---
title: Configuration
description: Environment variables, Docker settings, and configuration reference
---
Zerobyte is configured through environment variables and Docker Compose settings. This page covers all available options.
## Environment Variables
### Required
| Variable | Description | Example |
|----------|-------------|---------|
| `BASE_URL` | The URL where Zerobyte will be accessed. Controls cookie security and CORS behavior. | `http://localhost:4096` or `https://zerobyte.example.com` |
| `APP_SECRET` | Random secret key (32+ characters) used to encrypt sensitive data in the database.
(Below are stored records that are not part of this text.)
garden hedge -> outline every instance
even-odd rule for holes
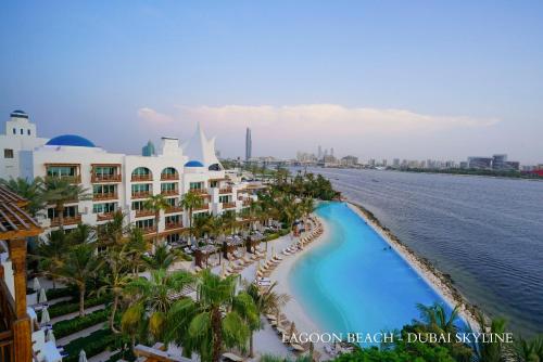
[[[110,315],[110,313],[111,309],[106,308],[97,310],[84,316],[77,316],[72,320],[56,322],[53,325],[54,336],[56,338],[62,338],[85,328],[91,327],[98,323],[103,323],[108,321],[108,316]]]

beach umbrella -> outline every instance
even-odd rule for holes
[[[41,289],[41,285],[39,284],[39,279],[36,276],[33,282],[33,289],[34,292],[38,292]]]
[[[41,324],[47,324],[49,322],[51,322],[51,318],[49,316],[47,308],[43,308],[43,310],[41,311]]]
[[[38,297],[38,302],[46,302],[47,301],[47,295],[46,295],[46,289],[41,288],[39,290],[39,297]]]
[[[292,335],[296,332],[296,326],[294,322],[290,323],[290,329],[289,329],[289,338],[292,338]]]
[[[54,338],[53,329],[49,329],[47,333],[47,341],[52,341],[53,345],[56,345],[56,338]]]

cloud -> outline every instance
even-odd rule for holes
[[[150,124],[172,124],[174,121],[174,117],[149,107],[139,108],[138,117]]]
[[[180,138],[190,135],[187,132],[191,132],[199,121],[210,135],[217,134],[219,147],[230,148],[232,152],[226,153],[232,155],[242,154],[245,127],[253,130],[253,139],[258,138],[258,146],[254,147],[257,154],[292,155],[296,150],[314,147],[316,142],[341,145],[345,152],[356,154],[364,144],[369,146],[377,140],[390,143],[409,139],[416,142],[425,138],[437,139],[437,135],[446,137],[452,130],[480,131],[500,121],[496,118],[339,104],[179,105],[172,115],[149,107],[140,108],[138,115],[146,126],[155,125],[155,129],[174,132]]]

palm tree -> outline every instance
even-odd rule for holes
[[[36,217],[36,215],[43,209],[45,204],[41,197],[39,197],[43,186],[43,179],[38,177],[31,182],[22,178],[10,180],[0,179],[0,184],[26,198],[28,201],[26,209],[33,217]]]
[[[113,305],[109,320],[110,329],[113,333],[121,332],[115,328],[115,313],[117,312],[123,289],[131,281],[131,276],[129,275],[129,254],[127,253],[127,245],[128,244],[125,244],[121,248],[111,247],[106,253],[101,255],[106,269],[100,275],[102,286],[98,289],[97,294],[111,293],[113,295]]]
[[[189,211],[189,235],[192,237],[192,212],[195,208],[204,205],[203,198],[193,191],[189,191],[182,195],[179,203],[185,210]]]
[[[154,225],[156,228],[154,243],[156,244],[159,243],[159,222],[161,220],[161,211],[167,209],[171,205],[163,195],[153,195],[146,201],[143,207],[154,212]]]
[[[434,331],[439,331],[445,334],[456,333],[456,326],[454,323],[458,319],[458,311],[460,306],[454,307],[451,314],[449,314],[441,303],[433,303],[432,306],[417,305],[417,309],[420,311],[420,316],[422,321]]]
[[[159,340],[165,329],[166,314],[175,301],[172,296],[184,287],[192,285],[193,282],[193,275],[187,271],[167,273],[163,269],[153,270],[150,280],[139,277],[124,288],[125,295],[134,300],[125,314],[134,315],[134,310],[143,306],[148,315],[148,332],[154,340]],[[141,320],[142,314],[138,314],[137,318]],[[126,321],[126,323],[136,322]]]
[[[245,348],[257,319],[252,298],[236,294],[236,276],[222,279],[204,270],[197,301],[185,298],[172,306],[165,341],[182,345],[188,355],[198,352],[203,362],[218,362],[224,348]]]
[[[151,256],[141,256],[143,263],[151,270],[168,268],[182,258],[182,254],[178,250],[168,250],[166,245],[159,245],[155,247],[154,253]]]
[[[515,341],[515,354],[519,362],[541,362],[543,361],[543,335],[531,340],[520,337]]]
[[[65,179],[47,177],[43,181],[41,202],[54,205],[60,229],[64,229],[64,205],[68,202],[89,199],[88,190],[80,184],[72,184]]]
[[[31,257],[38,260],[38,270],[45,271],[53,280],[53,289],[56,288],[55,271],[70,247],[67,235],[60,231],[51,231],[46,238],[40,238],[36,251]]]
[[[274,282],[269,287],[267,287],[264,292],[260,292],[258,287],[254,284],[248,284],[245,286],[245,292],[253,299],[254,305],[256,306],[256,310],[258,311],[258,315],[261,314],[279,314],[282,307],[287,305],[290,300],[290,296],[288,294],[279,294],[274,290],[277,286],[277,282]],[[258,318],[258,322],[261,322]],[[258,327],[261,328],[261,324],[258,323]],[[253,351],[253,333],[254,331],[251,328],[251,337],[249,339],[249,357],[254,357]]]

Generate with `openssl rand -hex 32`. Set this or `APP_SECRET_FILE`, but not both. | `94bad46e...c66e25d5c2b` |
| `APP_SECRET_FILE` | Alternative to `APP_SECRET`. Path to a file containing the app secret, useful with Docker or Kubernetes secrets. Set this or `APP_SECRET`, but not both. | `/run/secrets/app_secret` |
Never share or commit your `APP_SECRET`. If you lose it, encrypted data (credentials stored for volumes and repositories) cannot be recovered.
Zerobyte reads the contents of `APP_SECRET_FILE`, trims surrounding whitespace and newlines, and applies the same 32-256 character requirement as `APP_SECRET`.
### Recommended
| Variable | Description | Default |
|----------|-------------|---------|
| `TZ` | Timezone for the container. **Important for accurate backup scheduling.** | `UTC` |
### Optional
| Variable | Description | Default |
|----------|-------------|---------|
| `PORT` | Port the web interface and API listen on inside the container. | `4096` |
| `RESTIC_HOSTNAME` | Hostname used by Restic when creating snapshots. Automatically detected if a custom hostname is set in Docker. | `zerobyte` |
| `TRUST_PROXY` | Set to `true` to trust `X-Forwarded-For` headers from a reverse proxy. | `false` |
| `TRUSTED_ORIGINS` | Comma-separated list of additional trusted origins for CORS. | (none) |
| `WEBHOOK_ALLOWED_ORIGINS` | Comma-separated list of HTTP origins allowed for backup webhooks and outbound HTTP notification destinations. | (none) |
| `WEBHOOK_TIMEOUT` | Timeout for backup webhook requests in seconds. | `60` |
| `LOG_LEVEL` | Logging verbosity: `debug`, `info`, `warn`, `error`. | `info` |
| `SERVER_IDLE_TIMEOUT` | Server idle timeout in seconds. | `60` |
| `RCLONE_CONFIG_DIR` | Path to the rclone config directory inside the container. | `/root/.config/rclone` |
| `PROVISIONING_PATH` | Path to a JSON file with operator-managed repositories and volumes to sync at startup. | (none) |
## Using APP_SECRET_FILE
If you prefer not to place the app secret directly in `environment:`, mount it as a file and point `APP_SECRET_FILE` at that path.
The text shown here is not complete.